HOW CAN MACHINE LEARNING ACCELERATE THE PACE OF DRUG DISCOVERY?
Source – https://www.analyticsinsight.net/
The new ML technique quickly calculates the binding affinities between drug candidates and their targets.
Artificial intelligence and machine learning techniques are already proving effective in pharmaceutical procedures. Drug discovery is one of the crucial procedures to find new candidate medications in the field of medicine, biotechnology and pharmacology. According to the U.S. FDA, there are five steps for the development of a new drug. These include discovery and development, preclinical research, clinical research, FDA review, and FDA post-market safety monitoring. Since drug discovery requires huge amounts of data and research, many pharmaceutical companies are embracing AI and machine learning to accelerate the pace of drug discovery.

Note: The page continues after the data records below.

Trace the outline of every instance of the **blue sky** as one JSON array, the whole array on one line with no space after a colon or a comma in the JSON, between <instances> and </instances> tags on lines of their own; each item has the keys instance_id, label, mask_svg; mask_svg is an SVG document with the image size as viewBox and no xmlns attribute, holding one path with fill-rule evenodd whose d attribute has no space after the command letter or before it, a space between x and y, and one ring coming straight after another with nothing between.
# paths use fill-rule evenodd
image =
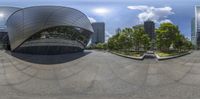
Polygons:
<instances>
[{"instance_id":1,"label":"blue sky","mask_svg":"<svg viewBox=\"0 0 200 99\"><path fill-rule=\"evenodd\" d=\"M91 21L105 22L107 37L117 28L132 27L147 19L159 26L172 22L190 38L194 6L200 0L1 0L0 6L59 5L84 12Z\"/></svg>"}]
</instances>

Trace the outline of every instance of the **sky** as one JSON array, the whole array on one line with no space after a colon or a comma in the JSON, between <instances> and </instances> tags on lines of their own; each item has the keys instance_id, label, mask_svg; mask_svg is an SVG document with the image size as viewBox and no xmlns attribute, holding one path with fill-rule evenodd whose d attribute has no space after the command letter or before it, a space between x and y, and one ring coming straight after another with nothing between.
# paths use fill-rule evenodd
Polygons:
<instances>
[{"instance_id":1,"label":"sky","mask_svg":"<svg viewBox=\"0 0 200 99\"><path fill-rule=\"evenodd\" d=\"M106 39L117 28L132 27L146 20L153 20L156 27L171 22L190 38L194 6L200 5L200 0L0 0L0 6L39 5L72 7L85 13L91 22L105 22Z\"/></svg>"}]
</instances>

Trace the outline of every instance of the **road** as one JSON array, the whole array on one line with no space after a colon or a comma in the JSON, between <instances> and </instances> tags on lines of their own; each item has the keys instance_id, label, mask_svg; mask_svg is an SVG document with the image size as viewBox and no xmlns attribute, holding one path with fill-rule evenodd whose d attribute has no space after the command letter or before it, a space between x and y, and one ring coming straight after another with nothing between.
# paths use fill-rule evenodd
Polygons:
<instances>
[{"instance_id":1,"label":"road","mask_svg":"<svg viewBox=\"0 0 200 99\"><path fill-rule=\"evenodd\" d=\"M0 99L199 99L200 51L165 61L108 52L0 51Z\"/></svg>"}]
</instances>

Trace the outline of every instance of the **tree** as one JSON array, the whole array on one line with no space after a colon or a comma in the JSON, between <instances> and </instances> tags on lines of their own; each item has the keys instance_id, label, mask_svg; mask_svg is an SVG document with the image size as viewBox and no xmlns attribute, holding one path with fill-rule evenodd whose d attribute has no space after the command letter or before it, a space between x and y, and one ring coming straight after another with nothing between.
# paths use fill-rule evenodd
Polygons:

AI and ML techniques can also lower the costs of drug development. Drug discovery is a data-driven process. It involves a voluminous amount of data such as high-resolution medical images, genomic profiles, metabolites, molecular structures, and biological information. Machine learning and deep learning-fuelled artificial intelligence can correlate, integrate, and connect existing data more rapidly to help discover patterns in the data pools.
As drugs can only work based on their stickiness to their target proteins in the body, analyzing that stickiness is a key hurdle in the drug discovery and screening process. New research combining chemistry and machine learning could lower that hurdle. The new technique, called DeepBAR, can quickly calculate the binding affinities between drug candidates and their targets. DeepBAR combines traditional chemistry calculations with recent advances in machine learning. It computes binding free energy exactly, but it requires just a fraction of the calculations demanded by previous methods.
The “BAR” in DeepBAR stands for “Bennett acceptance ratio”. It is a decades-old algorithm used in exact calculations of binding free energy. According to the researchers, DeepBAR could one day quicken the pace of drug discovery and protein engineering.
The research has appeared in the Journal of Physical Chemistry Letters and led by Xinqiang Ding, a postdoc in MIT’s Department of Chemistry.
As per the study, using the Bennet acceptance ratio typically requires knowledge of two “endpoint” states. A drug molecule bound to a protein and a drug molecule completely dissociated from a protein, plus knowledge of many intermediate states, e.g., varying levels of partial binding, all of which bog down calculation speed.
The new machine learning technique slashes those in-between states by implementing the Bennett acceptance ratio in machine learning frameworks called deep generative models. These models create a reference state for each endpoint, the bound state and the unbound state, according to Bin Zhang, the Pfizer-Laubach Career Development Professor in Chemistry at MIT, and a co-author of a new paper describing the technique.
In using deep generative models, the researchers were borrowing from the field of computer vision. Though adapting a computer vision approach to chemistry was DeepBAR’s key innovation, the crossover also raised some challenges. “These models were originally developed for 2D images,” says Xinqiang Ding. “But here we have proteins and molecules—it’s really a 3D structure. So, adapting those methods in our case was the biggest technical challenge we had to overcome.”
In tests using small protein-like molecules, DeepBAR calculated binding free energy nearly 50 times faster than previous methods. The researchers then start thinking about using this to do drug screening, particularly in the context of COVID. “DeepBAR has the exact same accuracy as the gold standard, but it’s much faster,” says Zhang. They also believe that in addition to drug screening, DeepBAR could aid protein design and engineering, since the method could be used to model interactions between multiple proteins. They also plan to improve the ability of the new machine learning technique in the future to run calculations for large proteins, a task made feasible by recent advances in computer science.